Há um ano se terminou a megaestrada Interoceânica Sul, de 5.404 quilômetros de extensão, que conecta o Pacífico peruano com o Atlântico brasileiro. Com ela nasceram centenas de oportunidades de riqueza e desenvolvimento, mas também grandes desafios ambientais e sociais. A estrada abriu uma vasta área da floresta mais apreciada do planeta à economia mundial. Milhares de pessoas estão chegando para habitá-la e outros tantos para montar seus negócios desde países como a China, a Rússia, a França, o México ou o Chile. A tríplice fronteira Brasil, Peru e Bolívia, outrora povoada somente por árvores centenárias, vida selvagem e uns cem mil habitantes em suas áreas mais conservadas, agora se encheu de ruído: a música dos novos povoadores, o zumbido das motosserras, o movimento dos comércios de todo tipo e o estrondo de potentes motores arrancando o ouro que oculta sua terra vermelha.

O Brasil, a sexta economia do mundo, foi o promotor da obra, pois necessitava de uma linha direta para exportar seus produtos aos ricos mercados asiáticos no Pacífico. Também era uma maneira de integrar as cidades mais remotas de cada um desses três países: Puerto Maldonado, no Peru; Cobija, na Bolívia, e Rio Branco, no Brasil. CONNECTAS percorreu cerca de 700 quilômetros da Interoceânica, que une essas três populações no centro amazônico do continente e em sua área de influência, e apresenta a história das mudanças que esta trouxe no meio ambiente e na vida das pessoas.

Nessa tríplice fronteira selvática, três forças disputam o desenvolvimento. Estão os conservacionistas que querem que a Amazônia continue intacta e sua biodiversidades omente sirva aospesquisadores e à contemplação dos que gostam do turismo ecológico, e que seus frutos naturaissejam o sustento dos habitantes tradicionais. Estão os desenvolvimentistas, que acreditam que se podem extrair valiosos recursos, como a madeira e o ouro, em forma racional, com um bom controle estatal. Também veem, nesses territórios, um potencial para expandir a fronteira agrícola e pecuária, derrubando e queimando floresta. E estão os destruidores, sobreviventes uns, criminosos outros, que já estão tirando os minerais e cortando as árvores sem permissão nem regulamento da autoridade, principalmente no Peru e na Bolívia.
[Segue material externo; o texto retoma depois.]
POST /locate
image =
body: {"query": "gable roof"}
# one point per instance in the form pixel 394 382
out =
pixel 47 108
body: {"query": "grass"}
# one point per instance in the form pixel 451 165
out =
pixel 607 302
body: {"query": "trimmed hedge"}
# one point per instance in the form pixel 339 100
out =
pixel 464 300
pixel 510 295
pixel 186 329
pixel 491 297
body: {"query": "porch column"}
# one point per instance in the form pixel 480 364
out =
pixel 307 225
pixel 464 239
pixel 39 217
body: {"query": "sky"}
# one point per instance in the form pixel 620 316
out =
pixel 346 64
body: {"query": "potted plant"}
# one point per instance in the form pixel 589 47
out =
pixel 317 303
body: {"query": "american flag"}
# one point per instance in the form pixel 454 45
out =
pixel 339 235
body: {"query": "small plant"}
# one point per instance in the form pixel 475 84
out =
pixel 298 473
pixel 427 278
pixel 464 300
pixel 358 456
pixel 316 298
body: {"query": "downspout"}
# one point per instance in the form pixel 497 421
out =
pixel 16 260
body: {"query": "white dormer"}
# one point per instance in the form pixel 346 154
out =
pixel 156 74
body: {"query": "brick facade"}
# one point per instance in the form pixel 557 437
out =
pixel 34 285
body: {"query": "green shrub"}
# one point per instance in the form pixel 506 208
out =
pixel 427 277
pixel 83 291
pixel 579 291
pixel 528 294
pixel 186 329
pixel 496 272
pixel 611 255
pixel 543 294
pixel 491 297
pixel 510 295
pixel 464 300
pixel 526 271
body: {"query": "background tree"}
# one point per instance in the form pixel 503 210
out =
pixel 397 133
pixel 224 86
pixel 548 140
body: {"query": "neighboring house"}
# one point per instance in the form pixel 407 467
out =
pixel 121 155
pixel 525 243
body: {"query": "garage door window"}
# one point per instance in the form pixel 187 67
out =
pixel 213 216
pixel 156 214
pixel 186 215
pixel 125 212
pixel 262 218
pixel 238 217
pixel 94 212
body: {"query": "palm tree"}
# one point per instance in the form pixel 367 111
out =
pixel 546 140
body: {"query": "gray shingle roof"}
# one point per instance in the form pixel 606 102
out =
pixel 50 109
Além disso, a estrada conectou a selva com a modernidade e, assim, atraiu milhares de novos habitantes à busca de um futuro. Os pequenos e tranquilos povoados não conseguiram se preparar para a imigração massiva que fez com que eles crescessem de repente. Nos últimos cinco anos, tempo de construção da estrada, suas outrora pequenas populações duplicaram o número de habitantes, como o caso de Puerto Maldonado, que hoje se vê em apuros para acomodar seus 200 mil ocupantes. Não tem serviços necessários e, na aglomeração e em más condições de vida, o crime começa a crescer. A interconexão também abriu caminho para o narcotráfico e o tráfico de pessoas em um espiral de ilegibilidade e caos que, segundo reconhecem as autoridades locais, ameaça seriamente o que era uma tranquila região.

A Interoceânica é como um cordel que entrelaça todas essas realidades.

Enquanto isso, o intercâmbio comercial, sua principal razão de existir, apenas começa a dar resultados. A atividade mercantil é mais fruto da integração dessas populações que estavam isoladas até agora do que do intercâmbio transnacional. Na região, a potente economia do Brasil é a que impõe a passagem. Diante dos desafios que existem, o dinamismo de várias organizações da sociedade civil contrasta com a presença estatal que parece bastante tímida. Da mesma forma que o insuficiente papel do Banco de Desenvolvimento da América Latina (antes Corporação Andina de Fomento – CAF), um dos principais financiadores da megaobra e que tem como missão promover o desenvolvimento.

Projetos desta magnitude são um bom espaço para transformações emblemáticas no continente. Não repetir os erros que a América Latina cometeu no passado é chave para evitar que se aprofunde a inequidade e a pobreza. Fazer as coisas com os mínimos recursos possíveis significa perder oportunidades para saltos reais no desenvolvimento da região e pode converter grandes intervenções, como a Interoceânica, na ponta da lança de uma lastimosa devastação social e ambiental.